SpamSpamSpam II: Enlarging My Editorial Package

Recently, I mentioned one of the downsides you almost immediately learn when you start a blog: Dweebs, almost certainly using automated spam programs, sending identical and utterly irrelevant comments to stories, apparently in hopes of hitching a ride on your site for their commercial URLs.

Subsequently, I have learned another, though related, hitch. After hardly getting any spam at all on my Gmail since I started using it as my primary account a few months ago, I’ve started to get a lot.

And if you’ve ever gotten a lot of spam, you won’t be surprised that most of it is aimed at persuading me that I, too, can become a Sexual Superman.

Most of the heavy-breathing spam falls into one of three categories: cheap Viagra, cheap Cialis, or products promising “a genuine way to permanently enlarge” your male genitalia “at home.”

On the latter, first, I’ve got a question. Why do they feel the need to specify “at home?” Is that something that many guys work on at the office? The beach?

And no, I don’t use that “male genitalia” euphemism to be coy or because I’m a prude. I’m just getting enough spam already, and I think that wantonly throwing the “p” word around where these spiders can find it would probably be a mistake.

So along with the Cooler on the Lake Shore Chicago v. D.C. Weather Smackdown, I am going to keep score of the spam that I get. The results so far today:

Cialis: 3….Viagra 3… Male enhancement 3…. Quality replica watches 1.

Let the betting begin!

By the way, I don’t want to forget a hat tip to the best computer-generated comment of the day. It reads: “You really make it seem so easy together with your presentation however I find this topic to be actually something which I think I might never understand. It kind of feels too complicated and very huge for me. I’m taking a look ahead in your next publish, I will try to get the hold of it!”

The story that feels too complicated and very huge to this commenter was about my trip to a Chicago White Sox baseball game and why it failed to sway me from my inclination to be a Chicago Cubs fan.

Not that there aren’t some people who will never understand why the heck I’m rooting for the Cubs…

 

Spam, Spam, Spam, Spam

One of the things I’ve learned quickly since starting the Cooler on the Lake Shore blog is that it doesn’t take long for the spam artists out there to find you.

Most seem to be fairly innocuous attempts to get you to post a comment that also contains a link to something the commenter is promoting or selling. And at least they tend to use flattery, rather than calling you an idiot and saying your site sucks and daring you to post the comment. (I got enough of that from people who disagreed with our election predictions when I edited the CQPolitics.com site.)

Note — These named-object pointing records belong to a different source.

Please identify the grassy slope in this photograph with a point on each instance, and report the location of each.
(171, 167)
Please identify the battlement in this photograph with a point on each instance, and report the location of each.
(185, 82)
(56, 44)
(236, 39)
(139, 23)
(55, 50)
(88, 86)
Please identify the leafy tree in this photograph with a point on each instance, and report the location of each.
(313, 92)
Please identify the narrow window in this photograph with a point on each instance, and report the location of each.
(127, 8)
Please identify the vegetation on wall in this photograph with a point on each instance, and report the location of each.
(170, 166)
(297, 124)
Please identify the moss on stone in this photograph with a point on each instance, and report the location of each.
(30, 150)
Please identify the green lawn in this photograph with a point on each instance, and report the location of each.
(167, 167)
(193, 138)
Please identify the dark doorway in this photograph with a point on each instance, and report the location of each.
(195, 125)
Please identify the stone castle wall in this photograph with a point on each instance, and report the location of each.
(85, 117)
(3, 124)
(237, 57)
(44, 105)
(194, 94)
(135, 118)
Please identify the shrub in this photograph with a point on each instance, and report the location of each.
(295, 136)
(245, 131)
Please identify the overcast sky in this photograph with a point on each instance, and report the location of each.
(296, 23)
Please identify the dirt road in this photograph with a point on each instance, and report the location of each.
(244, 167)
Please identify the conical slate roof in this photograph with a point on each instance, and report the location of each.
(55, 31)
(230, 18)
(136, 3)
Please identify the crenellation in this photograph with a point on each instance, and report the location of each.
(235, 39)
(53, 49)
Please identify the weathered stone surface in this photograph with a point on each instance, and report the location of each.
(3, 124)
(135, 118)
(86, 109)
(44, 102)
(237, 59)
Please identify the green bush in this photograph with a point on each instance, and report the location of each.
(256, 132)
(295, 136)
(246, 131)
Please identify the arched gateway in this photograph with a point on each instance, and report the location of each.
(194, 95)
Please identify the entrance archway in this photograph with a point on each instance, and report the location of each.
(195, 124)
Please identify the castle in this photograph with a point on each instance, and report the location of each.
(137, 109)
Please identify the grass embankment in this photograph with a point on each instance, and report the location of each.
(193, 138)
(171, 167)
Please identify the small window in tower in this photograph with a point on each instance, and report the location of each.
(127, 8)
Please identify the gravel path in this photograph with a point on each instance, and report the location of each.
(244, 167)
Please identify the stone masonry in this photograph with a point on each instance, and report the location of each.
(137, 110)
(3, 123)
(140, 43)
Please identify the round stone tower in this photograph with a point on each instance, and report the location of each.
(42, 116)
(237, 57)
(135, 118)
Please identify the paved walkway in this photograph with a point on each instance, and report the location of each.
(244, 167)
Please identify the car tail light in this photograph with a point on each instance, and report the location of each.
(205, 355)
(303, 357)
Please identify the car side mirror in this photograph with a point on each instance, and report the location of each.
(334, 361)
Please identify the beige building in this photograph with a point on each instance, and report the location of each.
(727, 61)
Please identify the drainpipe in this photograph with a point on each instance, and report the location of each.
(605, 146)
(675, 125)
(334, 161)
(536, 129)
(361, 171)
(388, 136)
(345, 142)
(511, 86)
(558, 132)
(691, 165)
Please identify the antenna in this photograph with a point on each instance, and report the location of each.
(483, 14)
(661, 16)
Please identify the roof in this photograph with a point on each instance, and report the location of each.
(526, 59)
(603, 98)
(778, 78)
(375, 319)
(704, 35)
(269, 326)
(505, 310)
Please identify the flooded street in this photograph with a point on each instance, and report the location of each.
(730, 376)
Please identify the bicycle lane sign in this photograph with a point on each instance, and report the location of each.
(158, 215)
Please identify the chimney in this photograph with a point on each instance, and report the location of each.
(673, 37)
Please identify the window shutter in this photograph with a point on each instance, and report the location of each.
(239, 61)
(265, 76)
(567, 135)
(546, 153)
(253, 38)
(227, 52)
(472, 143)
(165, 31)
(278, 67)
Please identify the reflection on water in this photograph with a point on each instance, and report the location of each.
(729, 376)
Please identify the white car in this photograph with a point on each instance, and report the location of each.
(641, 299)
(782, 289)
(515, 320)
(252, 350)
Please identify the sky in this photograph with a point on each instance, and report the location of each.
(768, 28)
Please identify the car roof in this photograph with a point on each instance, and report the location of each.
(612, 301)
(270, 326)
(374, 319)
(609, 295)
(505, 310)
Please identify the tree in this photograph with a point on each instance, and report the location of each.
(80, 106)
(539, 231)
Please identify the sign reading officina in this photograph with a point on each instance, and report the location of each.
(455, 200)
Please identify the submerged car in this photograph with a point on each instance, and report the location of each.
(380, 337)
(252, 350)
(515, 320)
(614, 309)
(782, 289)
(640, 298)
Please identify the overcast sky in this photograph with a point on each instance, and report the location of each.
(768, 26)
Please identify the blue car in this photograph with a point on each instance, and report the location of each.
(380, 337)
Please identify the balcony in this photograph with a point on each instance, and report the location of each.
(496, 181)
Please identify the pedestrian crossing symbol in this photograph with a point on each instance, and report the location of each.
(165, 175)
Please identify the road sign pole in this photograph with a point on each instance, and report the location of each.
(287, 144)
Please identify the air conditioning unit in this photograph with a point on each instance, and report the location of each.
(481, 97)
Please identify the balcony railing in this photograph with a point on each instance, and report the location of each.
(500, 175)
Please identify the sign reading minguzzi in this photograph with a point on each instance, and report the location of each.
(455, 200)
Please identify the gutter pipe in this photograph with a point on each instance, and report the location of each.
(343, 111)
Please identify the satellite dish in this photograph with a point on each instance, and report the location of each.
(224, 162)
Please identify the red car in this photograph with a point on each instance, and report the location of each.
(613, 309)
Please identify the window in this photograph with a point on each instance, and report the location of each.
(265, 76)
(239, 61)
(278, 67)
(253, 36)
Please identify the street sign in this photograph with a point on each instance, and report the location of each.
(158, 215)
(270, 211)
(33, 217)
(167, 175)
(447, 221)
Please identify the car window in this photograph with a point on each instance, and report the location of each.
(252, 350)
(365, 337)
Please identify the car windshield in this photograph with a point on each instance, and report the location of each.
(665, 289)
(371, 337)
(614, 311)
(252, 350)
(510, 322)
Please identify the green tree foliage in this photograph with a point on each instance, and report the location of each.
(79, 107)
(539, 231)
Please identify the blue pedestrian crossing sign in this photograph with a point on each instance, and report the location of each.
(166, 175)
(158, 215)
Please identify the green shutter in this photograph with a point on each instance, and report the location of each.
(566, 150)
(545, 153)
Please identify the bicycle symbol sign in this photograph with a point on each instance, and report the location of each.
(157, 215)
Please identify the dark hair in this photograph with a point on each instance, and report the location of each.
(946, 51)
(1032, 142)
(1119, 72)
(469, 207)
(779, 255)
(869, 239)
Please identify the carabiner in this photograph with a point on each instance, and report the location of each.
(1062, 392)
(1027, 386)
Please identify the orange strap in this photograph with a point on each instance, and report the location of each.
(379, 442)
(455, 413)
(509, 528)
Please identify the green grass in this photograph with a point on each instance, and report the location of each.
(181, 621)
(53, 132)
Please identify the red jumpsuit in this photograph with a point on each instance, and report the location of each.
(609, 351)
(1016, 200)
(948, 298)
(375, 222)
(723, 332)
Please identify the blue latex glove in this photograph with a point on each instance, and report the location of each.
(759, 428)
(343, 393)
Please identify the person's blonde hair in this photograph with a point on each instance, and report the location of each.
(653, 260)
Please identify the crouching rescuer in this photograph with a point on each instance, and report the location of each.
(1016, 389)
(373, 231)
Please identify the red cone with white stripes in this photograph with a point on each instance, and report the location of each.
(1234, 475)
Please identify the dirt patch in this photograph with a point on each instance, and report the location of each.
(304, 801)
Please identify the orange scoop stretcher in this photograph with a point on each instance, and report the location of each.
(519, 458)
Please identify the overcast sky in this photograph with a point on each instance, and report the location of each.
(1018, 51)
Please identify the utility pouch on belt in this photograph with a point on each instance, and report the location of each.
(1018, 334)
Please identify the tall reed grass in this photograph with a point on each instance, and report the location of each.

Take the one I received this morning. “I’m impressed, I need to say,” the comment started. “Actually not often do I encounter a blog that’s both educative and entertaining, and let me tell you, you’ve hit the nail on the head. Your concept is excellent.”

Well, I’m as ego-equipped as any writer, so this comment (almost certainly computer-generated) might have had me at “I’m impressed.” But then came the laying-it-on-too-thick part. “The issue is one thing that not enough individuals are talking intelligently about. I’m very glad that I stumbled throughout this in my search for one thing regarding this,” the comment concluded.

The problem is that this comment was submitted to a blog post, dated August 4 and titled “Random Photo of Gracie, Our Adorable Cat.” While I would be honored to know that this is an issue that not enough individuals are talking intelligently about, I kind of doubt it.

Then again, if this character really has been searching the Web for the one site providing intelligent discussion of Gracie the Cat, he certainly has come to the right place.